Despite this, he was entitled to be treated with a modicum of human dignity. Only a bare handful of people treat him like a person – Lana, latterly Candace (Alicia Goranson), though only after she has blown the gaff in the first place, and a nurse. The way John and Tom turn on him is savage and incomprehensible to me. Their rape of Brandon has nothing to do with sexual desire. It is a horrific expression of dominance, putting Brandon in his place – that of a woman. Even more chilling is their mock solicitousness to him afterwards, asking him if he is alright, suggesting that they keep it amongst themselves. Almost as if the rape was just one of those regrettable incidents they had to go through, but hey let’s still be mates, eh? And the police are just as bad. When Brandon reports the rape we see him sitting battered in a chair, paunchy bearded male policemen surrounding him and leaning over him, asking intrusive questions, as though he were the one on trial. And then they phone John, asking him and Tom to report to the police station the next morning. Which gives them the opportunity to get rid of the only witness: Brandon. 

Kudos to Kimberley Peirce for bringing the story (which she co-wrote) to the screen. It was a real labour of love for her, and I think the tale is told well (though there were complaints from those involved in the real life of Brandon). The films does not shy away from showing the bad aspects of Brandon, or indeed the good aspects of John and Co. The way the film is framed as well is very interesting. The time elapse shots of Nebraska at night will stay long in my memory. 

What have I learnt about Nebraska?
Do not take away the idea that Nebraskans are homophobic and intolerant. That is not a position supported by the movie. Brandon’s cousin in Lincoln (in Nebraska) says that they lynch gays in Falls City (in Nebraska). From that what we should take is that Lincoln is more tolerant than some places in Nebraska – or that Falls City is less tolerant than some places in Nebraska. Certainly their police force need some serious counselling on how to deal with rapes.

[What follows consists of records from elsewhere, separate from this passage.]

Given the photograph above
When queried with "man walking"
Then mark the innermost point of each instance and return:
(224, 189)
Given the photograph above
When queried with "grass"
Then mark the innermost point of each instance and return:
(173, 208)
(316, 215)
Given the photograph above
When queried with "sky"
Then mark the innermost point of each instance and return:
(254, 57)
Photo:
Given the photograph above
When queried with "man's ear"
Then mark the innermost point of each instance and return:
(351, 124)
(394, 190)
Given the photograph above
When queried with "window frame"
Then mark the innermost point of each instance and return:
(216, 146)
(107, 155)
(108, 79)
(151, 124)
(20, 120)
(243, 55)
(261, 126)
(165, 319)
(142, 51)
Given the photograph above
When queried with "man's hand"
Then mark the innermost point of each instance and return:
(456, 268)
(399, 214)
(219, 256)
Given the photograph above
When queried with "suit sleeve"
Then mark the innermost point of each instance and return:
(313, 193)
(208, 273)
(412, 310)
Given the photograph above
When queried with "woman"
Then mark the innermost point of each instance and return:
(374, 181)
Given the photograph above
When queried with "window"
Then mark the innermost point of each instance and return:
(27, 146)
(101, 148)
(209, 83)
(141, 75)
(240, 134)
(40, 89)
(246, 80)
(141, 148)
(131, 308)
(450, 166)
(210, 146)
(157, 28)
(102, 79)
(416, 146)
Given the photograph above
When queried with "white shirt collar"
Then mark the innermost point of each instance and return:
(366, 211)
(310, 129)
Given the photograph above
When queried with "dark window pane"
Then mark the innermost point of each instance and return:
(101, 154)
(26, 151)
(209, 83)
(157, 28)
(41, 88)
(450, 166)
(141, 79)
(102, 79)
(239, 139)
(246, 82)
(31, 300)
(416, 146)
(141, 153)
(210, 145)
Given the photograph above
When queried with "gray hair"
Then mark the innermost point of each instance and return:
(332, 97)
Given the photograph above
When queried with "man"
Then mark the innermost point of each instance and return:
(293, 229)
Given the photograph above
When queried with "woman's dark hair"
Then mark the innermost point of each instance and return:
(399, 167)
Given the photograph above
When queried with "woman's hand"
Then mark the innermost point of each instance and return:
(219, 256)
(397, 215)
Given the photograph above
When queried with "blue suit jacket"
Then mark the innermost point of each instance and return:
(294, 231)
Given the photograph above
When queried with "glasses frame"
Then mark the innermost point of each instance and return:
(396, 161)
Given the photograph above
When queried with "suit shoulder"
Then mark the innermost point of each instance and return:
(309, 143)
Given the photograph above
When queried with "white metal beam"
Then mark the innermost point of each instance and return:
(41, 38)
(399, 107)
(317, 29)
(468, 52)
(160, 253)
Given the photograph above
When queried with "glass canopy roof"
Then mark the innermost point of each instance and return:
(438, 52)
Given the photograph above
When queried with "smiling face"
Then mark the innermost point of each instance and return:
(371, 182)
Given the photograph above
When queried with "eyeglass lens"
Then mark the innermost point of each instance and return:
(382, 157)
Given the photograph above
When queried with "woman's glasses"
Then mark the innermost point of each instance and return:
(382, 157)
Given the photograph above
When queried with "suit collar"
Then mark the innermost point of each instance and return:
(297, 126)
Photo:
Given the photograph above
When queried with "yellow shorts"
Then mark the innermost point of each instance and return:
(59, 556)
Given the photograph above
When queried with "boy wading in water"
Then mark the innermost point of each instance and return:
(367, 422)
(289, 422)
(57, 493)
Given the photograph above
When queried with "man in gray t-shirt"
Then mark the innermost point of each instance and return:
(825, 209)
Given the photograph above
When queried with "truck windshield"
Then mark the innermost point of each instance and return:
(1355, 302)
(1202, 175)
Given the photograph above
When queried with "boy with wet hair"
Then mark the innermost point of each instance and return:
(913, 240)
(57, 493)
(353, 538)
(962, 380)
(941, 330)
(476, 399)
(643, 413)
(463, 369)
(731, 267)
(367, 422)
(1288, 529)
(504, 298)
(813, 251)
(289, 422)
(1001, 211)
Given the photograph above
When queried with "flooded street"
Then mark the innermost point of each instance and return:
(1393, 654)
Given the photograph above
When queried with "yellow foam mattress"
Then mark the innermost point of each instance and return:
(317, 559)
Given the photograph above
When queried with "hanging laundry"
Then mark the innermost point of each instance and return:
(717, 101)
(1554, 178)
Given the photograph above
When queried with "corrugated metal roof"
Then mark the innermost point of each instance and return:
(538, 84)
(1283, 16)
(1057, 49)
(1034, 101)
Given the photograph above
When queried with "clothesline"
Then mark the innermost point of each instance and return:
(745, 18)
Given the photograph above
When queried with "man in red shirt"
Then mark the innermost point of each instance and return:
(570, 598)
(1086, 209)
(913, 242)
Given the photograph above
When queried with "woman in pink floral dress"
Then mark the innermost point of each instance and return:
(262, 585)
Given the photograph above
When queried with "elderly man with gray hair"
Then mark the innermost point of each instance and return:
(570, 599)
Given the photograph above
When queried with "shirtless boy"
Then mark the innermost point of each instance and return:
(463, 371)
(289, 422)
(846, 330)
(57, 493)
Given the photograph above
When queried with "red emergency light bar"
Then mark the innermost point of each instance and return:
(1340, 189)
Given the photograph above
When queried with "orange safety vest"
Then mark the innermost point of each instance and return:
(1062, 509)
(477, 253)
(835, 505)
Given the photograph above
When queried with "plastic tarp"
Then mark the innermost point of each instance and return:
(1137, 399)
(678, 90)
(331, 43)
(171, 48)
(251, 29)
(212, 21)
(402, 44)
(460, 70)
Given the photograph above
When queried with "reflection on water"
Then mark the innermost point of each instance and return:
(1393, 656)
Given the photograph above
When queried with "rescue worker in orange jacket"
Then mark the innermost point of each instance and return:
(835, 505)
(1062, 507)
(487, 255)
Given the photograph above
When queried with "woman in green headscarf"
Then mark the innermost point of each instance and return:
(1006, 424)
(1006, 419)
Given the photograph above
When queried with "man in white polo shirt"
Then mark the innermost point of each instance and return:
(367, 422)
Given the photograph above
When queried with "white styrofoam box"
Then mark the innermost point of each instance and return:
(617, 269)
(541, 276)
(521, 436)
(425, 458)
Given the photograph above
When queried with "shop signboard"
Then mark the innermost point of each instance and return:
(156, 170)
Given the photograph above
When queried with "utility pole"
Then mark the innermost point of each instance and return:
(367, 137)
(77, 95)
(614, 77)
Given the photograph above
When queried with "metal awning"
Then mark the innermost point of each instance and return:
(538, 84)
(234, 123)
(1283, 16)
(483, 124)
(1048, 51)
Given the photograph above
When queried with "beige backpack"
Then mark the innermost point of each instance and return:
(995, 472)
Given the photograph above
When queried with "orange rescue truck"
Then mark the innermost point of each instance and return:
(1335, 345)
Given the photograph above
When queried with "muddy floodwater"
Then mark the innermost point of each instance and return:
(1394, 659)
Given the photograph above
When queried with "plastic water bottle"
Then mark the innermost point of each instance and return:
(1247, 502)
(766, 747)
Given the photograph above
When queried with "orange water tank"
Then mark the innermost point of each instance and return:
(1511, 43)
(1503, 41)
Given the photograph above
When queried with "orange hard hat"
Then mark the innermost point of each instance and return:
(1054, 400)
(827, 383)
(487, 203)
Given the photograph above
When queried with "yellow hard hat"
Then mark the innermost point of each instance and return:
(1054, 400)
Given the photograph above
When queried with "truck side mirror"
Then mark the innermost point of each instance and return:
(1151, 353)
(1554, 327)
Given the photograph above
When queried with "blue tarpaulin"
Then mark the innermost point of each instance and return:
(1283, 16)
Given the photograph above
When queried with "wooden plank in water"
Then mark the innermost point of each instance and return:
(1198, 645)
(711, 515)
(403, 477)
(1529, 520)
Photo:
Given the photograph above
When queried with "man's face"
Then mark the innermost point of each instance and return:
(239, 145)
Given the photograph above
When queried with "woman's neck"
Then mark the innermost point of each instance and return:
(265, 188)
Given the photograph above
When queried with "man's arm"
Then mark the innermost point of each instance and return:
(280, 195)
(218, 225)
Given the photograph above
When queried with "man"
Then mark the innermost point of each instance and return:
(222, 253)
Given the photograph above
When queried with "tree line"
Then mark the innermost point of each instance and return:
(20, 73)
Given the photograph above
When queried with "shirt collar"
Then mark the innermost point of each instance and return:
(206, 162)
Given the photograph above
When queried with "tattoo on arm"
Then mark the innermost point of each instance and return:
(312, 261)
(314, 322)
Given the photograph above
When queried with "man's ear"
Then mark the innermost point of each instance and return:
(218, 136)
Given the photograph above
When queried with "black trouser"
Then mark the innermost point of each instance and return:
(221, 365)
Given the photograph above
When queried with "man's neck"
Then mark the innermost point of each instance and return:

Nebraska seems flat. In both senses of the word. There isn’t much of a skyline out here, just roads and plains stretching straight on to the horizon (unless there is a silo or a pylon to interrupt them). Entertainment is very limited; even in Lincoln a trip to the roller rink is a big night out. Elsewhere kids have nothing much to do other than drinking (in bars or just sat around at home), smoking (fags, spliffs or bongs), huffing solvents or starting fires, and playing pool or ‘bumper skiing’. Careers don’t seem to come much better than weighing spinach on the night shift. 

Can we go there?
Brandon Teena moved from Lincoln to Falls City on a whim. Falls City was where he died. And I’m not sure the film makes a great case for going there, even on a whim. However, the film was not shot there; it wasn’t even shot in Nebraska. Filming took place in Texas (and now the use of the song The Bluest Eyes in Texas as the theme starts to make sense). The ‘Falls City’ seen on screen is really Greenville, Texas, about 45 miles north-east of Dallas.  

The clues are there. When Brandon goes to, as he thinks, pay the fine for speeding, he is seen walking up the steps to a building clearly labelled ‘Hunt County’. Greenville is in Hunt County, Texas; Falls City is in Richardson County, Nebraska. The scenes shot would certainly make one think it was filmed in a much more remote location however. It has a bleak emptiness to it. The McKinney Grain Company and its grain elevator was featured (it was where Lana worked weighing spinach). Brandon pulls his first girl at the Broadway Skatepark in Mesquite.